78. Dua Putri Yang Diculik

17.6K 1.2K 9
                                    

Up malam ini karena besok harus up 4 bab cerita lain di work saya, nih.

Airin rasanya ingin mengumpat saat melihat Melody yang masih mengenakan seragam sekolah tengah diseret-seret paksa dengan tidak manusiawinya. Penampilannya tampak acak-acakan membuat Airin berpikir kalau Melody sempat bertarung sebelum dilumpuhkan.

Bukan rahasia umum lagi kalau keluarga mereka memiliki bakat dalam hal bela diri. Terlebih, mereka tokoh yang banyak diketahui publik sebagai pebisnis sukses dan Airin dikenal sebagai model cilik yang tiba-tiba hilang dari pandangan publik membuat dirinya harus bisa menyelamatkan diri apabila ada sesuatu yang terjadi.

Mata Melody tampak merah, Airin yakin itu karena rasa kesal yang memuncak. Melody itu adalah gadis yang memiliki ambisi besar dan cenderung keras dan tidak mudah ditindas. Kalah seperti ini pastinya menyentil egonya. Apalagi diseret-seret seperti binatang, ia pasti merasa marah.
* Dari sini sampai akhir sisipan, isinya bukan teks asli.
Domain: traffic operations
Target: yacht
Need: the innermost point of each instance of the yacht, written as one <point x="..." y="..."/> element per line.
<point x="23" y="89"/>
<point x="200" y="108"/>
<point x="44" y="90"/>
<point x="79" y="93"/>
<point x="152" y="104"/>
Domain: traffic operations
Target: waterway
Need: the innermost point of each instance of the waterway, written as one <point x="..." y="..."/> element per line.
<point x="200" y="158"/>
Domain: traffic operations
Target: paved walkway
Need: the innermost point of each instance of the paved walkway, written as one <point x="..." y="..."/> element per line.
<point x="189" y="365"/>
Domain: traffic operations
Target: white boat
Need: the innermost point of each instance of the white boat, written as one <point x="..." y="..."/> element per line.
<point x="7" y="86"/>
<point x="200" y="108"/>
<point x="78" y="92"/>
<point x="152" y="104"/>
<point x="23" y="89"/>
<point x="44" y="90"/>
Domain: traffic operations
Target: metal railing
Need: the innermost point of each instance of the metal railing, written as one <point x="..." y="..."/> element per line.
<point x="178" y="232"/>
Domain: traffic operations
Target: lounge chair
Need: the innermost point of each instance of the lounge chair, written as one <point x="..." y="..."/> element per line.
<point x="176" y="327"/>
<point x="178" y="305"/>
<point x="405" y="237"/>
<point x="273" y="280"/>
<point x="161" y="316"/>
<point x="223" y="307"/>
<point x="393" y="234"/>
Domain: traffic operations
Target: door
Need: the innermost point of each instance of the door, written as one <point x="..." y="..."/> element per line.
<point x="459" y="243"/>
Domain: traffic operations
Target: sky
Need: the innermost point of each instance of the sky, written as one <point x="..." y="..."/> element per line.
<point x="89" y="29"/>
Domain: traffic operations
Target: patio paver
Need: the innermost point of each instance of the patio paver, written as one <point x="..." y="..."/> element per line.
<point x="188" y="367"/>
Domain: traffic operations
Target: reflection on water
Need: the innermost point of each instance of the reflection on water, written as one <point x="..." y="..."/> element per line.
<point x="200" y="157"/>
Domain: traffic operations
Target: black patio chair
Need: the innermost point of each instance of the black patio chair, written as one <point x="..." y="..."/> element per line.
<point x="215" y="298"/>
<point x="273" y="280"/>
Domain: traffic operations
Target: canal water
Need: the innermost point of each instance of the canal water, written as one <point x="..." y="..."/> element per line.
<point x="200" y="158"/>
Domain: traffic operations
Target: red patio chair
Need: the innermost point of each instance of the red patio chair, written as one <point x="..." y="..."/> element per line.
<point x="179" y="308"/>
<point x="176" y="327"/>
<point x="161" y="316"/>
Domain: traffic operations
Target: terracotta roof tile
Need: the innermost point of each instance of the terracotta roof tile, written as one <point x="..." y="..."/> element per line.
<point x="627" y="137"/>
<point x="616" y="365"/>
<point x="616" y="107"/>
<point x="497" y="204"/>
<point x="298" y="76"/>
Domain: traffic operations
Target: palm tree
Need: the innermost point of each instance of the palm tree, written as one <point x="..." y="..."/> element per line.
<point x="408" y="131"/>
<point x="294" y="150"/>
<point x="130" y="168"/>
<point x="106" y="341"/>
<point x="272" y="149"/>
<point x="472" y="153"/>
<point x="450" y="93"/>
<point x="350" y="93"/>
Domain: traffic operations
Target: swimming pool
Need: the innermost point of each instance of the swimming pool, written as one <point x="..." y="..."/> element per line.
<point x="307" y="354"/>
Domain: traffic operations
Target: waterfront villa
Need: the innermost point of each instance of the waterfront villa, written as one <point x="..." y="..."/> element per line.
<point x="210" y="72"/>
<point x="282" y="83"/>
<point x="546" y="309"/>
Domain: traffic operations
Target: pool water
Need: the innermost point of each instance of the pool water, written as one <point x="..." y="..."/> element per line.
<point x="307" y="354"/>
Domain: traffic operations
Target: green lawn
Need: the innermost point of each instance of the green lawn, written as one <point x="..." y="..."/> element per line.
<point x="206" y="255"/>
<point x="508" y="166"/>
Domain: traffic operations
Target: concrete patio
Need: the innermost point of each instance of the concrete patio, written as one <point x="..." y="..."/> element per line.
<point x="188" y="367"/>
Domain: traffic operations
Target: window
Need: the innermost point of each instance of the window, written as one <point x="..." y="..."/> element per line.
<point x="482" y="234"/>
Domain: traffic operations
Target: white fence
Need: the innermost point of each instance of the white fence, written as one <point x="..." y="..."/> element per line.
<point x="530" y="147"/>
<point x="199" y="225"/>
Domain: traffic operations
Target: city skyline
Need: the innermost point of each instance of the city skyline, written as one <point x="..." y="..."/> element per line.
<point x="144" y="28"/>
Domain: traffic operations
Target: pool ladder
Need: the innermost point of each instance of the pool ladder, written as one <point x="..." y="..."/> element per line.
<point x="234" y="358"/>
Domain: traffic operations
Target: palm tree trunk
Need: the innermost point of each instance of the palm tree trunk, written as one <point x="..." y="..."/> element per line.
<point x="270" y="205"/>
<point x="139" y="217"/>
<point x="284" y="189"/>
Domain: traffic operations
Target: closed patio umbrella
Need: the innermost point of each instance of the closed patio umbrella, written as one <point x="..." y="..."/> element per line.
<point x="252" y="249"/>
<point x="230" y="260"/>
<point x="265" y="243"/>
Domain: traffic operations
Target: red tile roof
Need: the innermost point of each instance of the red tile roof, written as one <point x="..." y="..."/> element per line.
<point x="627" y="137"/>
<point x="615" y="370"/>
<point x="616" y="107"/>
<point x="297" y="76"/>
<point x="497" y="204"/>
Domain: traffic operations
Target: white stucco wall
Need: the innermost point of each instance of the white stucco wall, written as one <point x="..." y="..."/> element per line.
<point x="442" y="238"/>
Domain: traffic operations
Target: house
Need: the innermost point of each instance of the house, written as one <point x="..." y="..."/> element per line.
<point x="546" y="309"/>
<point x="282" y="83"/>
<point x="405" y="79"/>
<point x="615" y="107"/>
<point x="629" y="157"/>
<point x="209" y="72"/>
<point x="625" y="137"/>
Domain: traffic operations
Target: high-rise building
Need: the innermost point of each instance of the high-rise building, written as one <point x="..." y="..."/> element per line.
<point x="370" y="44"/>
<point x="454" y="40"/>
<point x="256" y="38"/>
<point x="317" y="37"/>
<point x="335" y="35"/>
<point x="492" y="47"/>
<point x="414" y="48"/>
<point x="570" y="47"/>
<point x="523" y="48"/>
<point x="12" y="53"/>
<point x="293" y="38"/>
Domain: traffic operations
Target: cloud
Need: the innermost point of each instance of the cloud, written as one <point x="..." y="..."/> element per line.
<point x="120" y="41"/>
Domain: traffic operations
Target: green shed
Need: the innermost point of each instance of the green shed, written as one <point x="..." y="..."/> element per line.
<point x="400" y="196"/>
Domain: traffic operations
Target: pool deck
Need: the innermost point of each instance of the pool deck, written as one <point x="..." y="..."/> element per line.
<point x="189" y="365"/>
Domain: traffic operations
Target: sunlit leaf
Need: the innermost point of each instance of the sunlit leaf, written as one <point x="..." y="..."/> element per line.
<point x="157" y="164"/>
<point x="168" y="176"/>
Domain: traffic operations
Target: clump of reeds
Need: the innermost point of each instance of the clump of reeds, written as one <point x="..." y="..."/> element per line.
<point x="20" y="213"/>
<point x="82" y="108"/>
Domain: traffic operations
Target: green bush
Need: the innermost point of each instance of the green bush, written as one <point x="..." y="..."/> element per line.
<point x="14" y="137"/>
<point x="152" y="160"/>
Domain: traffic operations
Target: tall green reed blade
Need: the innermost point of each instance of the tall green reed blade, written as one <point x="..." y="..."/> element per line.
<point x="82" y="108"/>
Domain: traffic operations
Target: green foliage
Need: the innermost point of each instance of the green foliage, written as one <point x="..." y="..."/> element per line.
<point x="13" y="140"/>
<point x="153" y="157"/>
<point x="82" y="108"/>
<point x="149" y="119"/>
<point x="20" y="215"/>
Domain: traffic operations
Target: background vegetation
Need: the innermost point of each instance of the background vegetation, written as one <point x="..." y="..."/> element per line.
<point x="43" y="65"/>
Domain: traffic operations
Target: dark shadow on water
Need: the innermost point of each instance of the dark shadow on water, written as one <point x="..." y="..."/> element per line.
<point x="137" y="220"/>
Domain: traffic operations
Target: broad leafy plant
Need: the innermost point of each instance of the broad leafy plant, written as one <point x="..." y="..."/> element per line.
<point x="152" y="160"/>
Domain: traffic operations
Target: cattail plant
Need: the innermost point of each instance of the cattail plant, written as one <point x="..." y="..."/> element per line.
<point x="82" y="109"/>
Apalagi melihat calon kakak iparnya yang tengah mengandung terlihat tidak berdaya dengan tubuh yang memar. Gadis itu terhuyung kebelakang dengan raut tidak percaya saat melihat Mysha. Kakinya lemas, jika saja para pria-pria itu tidak memegangi Melody, pasti ia sudah dipastikan terjatuh ke lantai.
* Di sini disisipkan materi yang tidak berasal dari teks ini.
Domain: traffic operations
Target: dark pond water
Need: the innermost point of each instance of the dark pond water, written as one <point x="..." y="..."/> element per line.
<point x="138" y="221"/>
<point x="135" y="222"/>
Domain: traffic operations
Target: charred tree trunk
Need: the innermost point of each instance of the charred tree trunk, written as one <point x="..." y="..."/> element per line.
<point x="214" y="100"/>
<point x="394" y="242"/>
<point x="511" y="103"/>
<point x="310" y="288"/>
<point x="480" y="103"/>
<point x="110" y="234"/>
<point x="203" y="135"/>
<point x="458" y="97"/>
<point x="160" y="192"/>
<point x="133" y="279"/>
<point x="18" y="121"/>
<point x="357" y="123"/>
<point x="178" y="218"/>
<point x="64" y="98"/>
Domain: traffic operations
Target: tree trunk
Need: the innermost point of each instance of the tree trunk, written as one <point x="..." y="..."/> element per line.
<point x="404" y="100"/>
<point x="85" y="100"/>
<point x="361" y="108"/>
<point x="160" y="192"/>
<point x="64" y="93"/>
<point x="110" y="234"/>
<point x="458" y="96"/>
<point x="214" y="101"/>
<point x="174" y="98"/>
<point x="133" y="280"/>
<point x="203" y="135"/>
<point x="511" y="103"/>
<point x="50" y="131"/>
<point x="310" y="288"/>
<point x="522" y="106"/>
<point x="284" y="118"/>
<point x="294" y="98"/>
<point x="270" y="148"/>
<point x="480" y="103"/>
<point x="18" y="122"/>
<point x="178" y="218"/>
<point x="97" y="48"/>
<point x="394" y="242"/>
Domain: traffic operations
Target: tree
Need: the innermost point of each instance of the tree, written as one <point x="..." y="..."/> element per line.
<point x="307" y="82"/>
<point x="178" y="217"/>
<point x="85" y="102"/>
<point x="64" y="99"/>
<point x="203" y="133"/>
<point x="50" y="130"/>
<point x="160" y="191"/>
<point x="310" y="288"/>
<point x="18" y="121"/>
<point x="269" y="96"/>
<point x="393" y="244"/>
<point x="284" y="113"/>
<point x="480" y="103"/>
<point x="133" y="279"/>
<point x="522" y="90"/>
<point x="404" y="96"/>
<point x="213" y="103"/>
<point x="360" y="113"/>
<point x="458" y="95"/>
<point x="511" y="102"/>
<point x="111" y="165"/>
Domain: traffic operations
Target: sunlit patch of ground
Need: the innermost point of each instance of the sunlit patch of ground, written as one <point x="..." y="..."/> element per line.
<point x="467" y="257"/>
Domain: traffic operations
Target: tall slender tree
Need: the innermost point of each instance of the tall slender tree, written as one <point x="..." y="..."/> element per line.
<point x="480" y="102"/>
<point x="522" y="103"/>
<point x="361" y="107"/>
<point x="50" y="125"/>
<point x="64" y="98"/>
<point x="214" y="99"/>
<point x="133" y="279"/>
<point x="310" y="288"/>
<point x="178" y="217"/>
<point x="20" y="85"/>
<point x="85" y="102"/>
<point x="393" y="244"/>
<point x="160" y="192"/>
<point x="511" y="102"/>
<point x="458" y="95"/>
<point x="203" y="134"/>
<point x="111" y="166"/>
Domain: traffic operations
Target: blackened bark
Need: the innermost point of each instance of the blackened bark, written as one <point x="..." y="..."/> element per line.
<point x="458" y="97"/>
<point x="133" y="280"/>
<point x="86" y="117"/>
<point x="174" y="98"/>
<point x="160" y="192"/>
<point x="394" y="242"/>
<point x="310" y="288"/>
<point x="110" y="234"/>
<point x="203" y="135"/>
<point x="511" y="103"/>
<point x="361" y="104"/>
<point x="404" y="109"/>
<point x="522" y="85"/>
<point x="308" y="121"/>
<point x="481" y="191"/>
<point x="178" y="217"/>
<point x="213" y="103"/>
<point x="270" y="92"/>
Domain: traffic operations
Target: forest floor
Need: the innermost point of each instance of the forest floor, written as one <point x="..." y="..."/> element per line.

"Mamah?" Ia menatap Airin yang menggeleng tanda kalau wanita yang memiliki rupa yang sama dengan Meisya adalah orang yang berbeda. Menutup mulut, Melody baru ingat kalau mamanya itu mempunyai kembaran.

Tak lama, Melody diikat dipilar sebelah Airin namun mulutnya ditutup menggunakan lakban hitam. Melody terus berteriak memaki-maki Mysha walaupun bibirnya dilakban.
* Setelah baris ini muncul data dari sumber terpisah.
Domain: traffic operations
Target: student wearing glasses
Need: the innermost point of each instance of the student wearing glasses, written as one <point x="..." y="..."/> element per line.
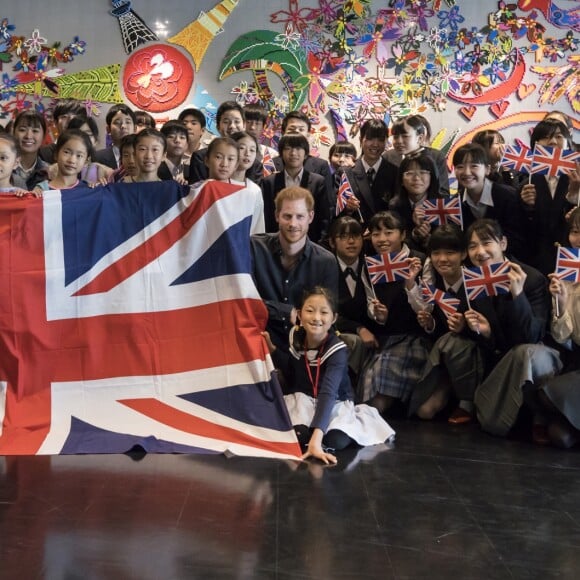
<point x="417" y="180"/>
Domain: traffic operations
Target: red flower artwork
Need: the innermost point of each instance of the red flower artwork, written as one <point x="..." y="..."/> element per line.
<point x="157" y="78"/>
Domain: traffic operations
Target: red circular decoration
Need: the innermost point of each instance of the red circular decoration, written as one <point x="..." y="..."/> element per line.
<point x="157" y="78"/>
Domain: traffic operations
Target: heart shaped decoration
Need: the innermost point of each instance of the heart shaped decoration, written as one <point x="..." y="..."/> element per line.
<point x="498" y="109"/>
<point x="524" y="90"/>
<point x="468" y="111"/>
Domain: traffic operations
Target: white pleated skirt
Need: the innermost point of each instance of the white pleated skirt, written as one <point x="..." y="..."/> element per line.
<point x="360" y="422"/>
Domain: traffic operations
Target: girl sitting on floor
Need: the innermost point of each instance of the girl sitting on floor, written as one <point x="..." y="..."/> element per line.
<point x="318" y="392"/>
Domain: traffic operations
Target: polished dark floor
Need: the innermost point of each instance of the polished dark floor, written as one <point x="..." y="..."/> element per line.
<point x="443" y="502"/>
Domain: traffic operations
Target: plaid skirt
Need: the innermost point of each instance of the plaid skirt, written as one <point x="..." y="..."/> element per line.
<point x="396" y="368"/>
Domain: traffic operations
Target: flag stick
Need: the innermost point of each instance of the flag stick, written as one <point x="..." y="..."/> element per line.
<point x="369" y="277"/>
<point x="467" y="297"/>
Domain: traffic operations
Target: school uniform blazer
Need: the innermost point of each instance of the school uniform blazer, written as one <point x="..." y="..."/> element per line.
<point x="438" y="158"/>
<point x="546" y="223"/>
<point x="314" y="183"/>
<point x="352" y="310"/>
<point x="106" y="157"/>
<point x="508" y="211"/>
<point x="318" y="166"/>
<point x="520" y="320"/>
<point x="376" y="198"/>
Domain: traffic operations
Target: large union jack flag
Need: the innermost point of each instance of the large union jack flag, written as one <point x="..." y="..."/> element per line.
<point x="388" y="267"/>
<point x="553" y="161"/>
<point x="568" y="264"/>
<point x="443" y="211"/>
<point x="432" y="295"/>
<point x="518" y="158"/>
<point x="486" y="280"/>
<point x="129" y="317"/>
<point x="345" y="193"/>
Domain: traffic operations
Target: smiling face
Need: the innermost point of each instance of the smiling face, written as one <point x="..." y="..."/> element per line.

Ia meronta kesana-kemari walaupun ikatan itu tidak mengendur.

"Wah, dua putri dari keluarga jahanam itu sedang bersama gue. Well, bagaimana dengan reaksi Allard dan Karin, ya?" celetuk Mysha tiba-tiba dengan tawa jahat.

Dalam satu pukulan, Melody memekik saat kaki wanita yang memiliki rupa yang mirip dengan mama angkatnya itu menendang dadanya membuat Airin memekik kaget.

Air mata gadis itu mengalir bersamaan dengan rasa sakit yang mendera dadanya. Tenaganya sudah terkuras sebelumnya ditambah dengan ini membuatnya semakin lemah.

Air mata Airin semakin deras saja saat Mysha dengan tega mencambuk Melody dengan kasar. Erangan kesakitan yang teredam ditambah isakan Airin yang semakin kencang membuat Mysha tertawa geli.

Seegois apapun Melody dimasa lalu, ia hanya merasa terancam. Ia merasa kalau ia akan kembali tidak dianggap dengan kehadiran Airin. Namun, melihat respon kedatangan Airin yang makin lama semakin panas, Melody sadar kalau ia hanya terlalu egois.

Airin pantas dilimpahkan kasih sayang karena ia hidup dengan perasaan sakit hati dan dendam. Melody mengakui itu, tapi bukan berarti ia akan meminta maaf dan berteman dengan Airin.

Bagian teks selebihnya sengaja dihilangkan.